It follows in like manner, that in a host of cases we meet with this characteristic figure, in one or other of its possible, and strictly limited, variations,—in the cross sections of growing embryonic structures, just as we have already seen that it appears in a host of cases where the entire system (or a portion of its {408} surface) consists of eight cells only. For example, in Fig. 191, we have it again, in a section of a young embryo of a moss (Phascum), and in a section of an embryo of a fern (Adiantum). In Fig. 192 shewing a section through a growing frond of a sea-weed (Girardia) we have a case where the partitions forming the eight octants have conformed to the usual type; but instead of the usual division by periclines of the four quadrangular spaces, these latter are dividing by means of oblique septa, apparently owing to the fact that the cell is not dividing into two equal, but into two unequal portions. In this last figure we have a peculiar look of stiffness or formality, such that it appears at first to bear little resemblance to the rest. The explanation is of the simplest. The mode of partitioning differs little (except to some slight extent in the way already mentioned) from the normal type; but in this case the partition walls are so thick and become so quickly comparatively solid and rigid, that the secondary curvatures due to their successive mutual tractions are here imperceptible.
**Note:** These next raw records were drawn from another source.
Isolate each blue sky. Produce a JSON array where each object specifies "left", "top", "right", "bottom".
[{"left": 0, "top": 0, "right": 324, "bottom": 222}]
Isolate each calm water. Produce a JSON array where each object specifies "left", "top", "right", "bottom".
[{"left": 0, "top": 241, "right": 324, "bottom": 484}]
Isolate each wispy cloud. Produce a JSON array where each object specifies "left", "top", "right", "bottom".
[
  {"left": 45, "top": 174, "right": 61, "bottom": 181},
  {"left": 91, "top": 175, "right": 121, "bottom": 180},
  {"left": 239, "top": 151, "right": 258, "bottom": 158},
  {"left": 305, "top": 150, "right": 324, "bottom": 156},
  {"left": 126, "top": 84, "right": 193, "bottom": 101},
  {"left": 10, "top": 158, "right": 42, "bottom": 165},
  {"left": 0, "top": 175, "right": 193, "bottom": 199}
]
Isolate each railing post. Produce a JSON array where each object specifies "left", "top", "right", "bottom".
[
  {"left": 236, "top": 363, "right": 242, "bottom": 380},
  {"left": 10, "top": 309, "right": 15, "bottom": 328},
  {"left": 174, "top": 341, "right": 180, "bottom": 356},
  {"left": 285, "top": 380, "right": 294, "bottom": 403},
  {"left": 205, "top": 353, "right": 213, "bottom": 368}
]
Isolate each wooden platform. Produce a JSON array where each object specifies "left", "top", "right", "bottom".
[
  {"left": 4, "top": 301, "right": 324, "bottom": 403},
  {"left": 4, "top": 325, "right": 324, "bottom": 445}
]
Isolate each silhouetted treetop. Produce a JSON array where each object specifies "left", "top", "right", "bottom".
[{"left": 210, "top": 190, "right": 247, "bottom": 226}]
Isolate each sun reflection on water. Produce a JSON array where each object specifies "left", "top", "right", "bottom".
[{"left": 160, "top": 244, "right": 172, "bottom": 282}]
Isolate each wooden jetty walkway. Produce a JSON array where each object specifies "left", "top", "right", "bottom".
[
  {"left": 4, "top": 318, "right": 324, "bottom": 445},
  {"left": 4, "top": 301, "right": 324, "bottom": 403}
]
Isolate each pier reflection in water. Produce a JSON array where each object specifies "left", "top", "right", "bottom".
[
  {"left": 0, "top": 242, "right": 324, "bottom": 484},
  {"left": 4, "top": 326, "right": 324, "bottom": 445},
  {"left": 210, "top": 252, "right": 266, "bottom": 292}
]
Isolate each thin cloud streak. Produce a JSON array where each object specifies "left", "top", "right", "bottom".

A curious and beautiful case, apparently aberrant but which would doubtless be found conforming strictly to physical laws, if {409} only we clearly understood the actual conditions, is indicated in the development of the antheridium of a fern, as described by Strasbürger. Here the antheridium develops from a single cell, whose form has grown to be something more than a hemisphere; and the first partition, instead of stretching transversely across the cell, as we should expect it to do if the cell were actually spherical, has as it were sagged down to come in contact with the base, and so to develop into an annular partition, running round the lower margin of the cell. The phenomenon is akin to that cutting off of the corner of a cubical cell by a spherical partition, of which we have spoken on p. 349, and the annular film is very easy to reproduce by means of a soap-bubble in the bottom of a cylindrical dish or beaker. The next partition is a periclinal one, concentric with the outer surface of the young antheridium; and this in turn is followed by a concave partition which cuts off the apex of the original cell: but which becomes connected with the second, or periclinal partition in precisely the same annular fashion as the first partition did with the base of the little antheridium. The result is that, at this stage, we have four cell-cavities in the little antheridium: (1) a central cavity; (2) an annular space around the lower margin; (3) a narrow annular or cylindrical space around the sides of the antheridium; and (4) a small terminal or apical cell. It is evident that the tendency, in the next place, will be to subdivide the flattened external cells by means of anticlinal partitions, and so to convert the whole structure into a single layer of epidermal cells, surrounding a central cell within which, in course of time, the antherozoids are developed.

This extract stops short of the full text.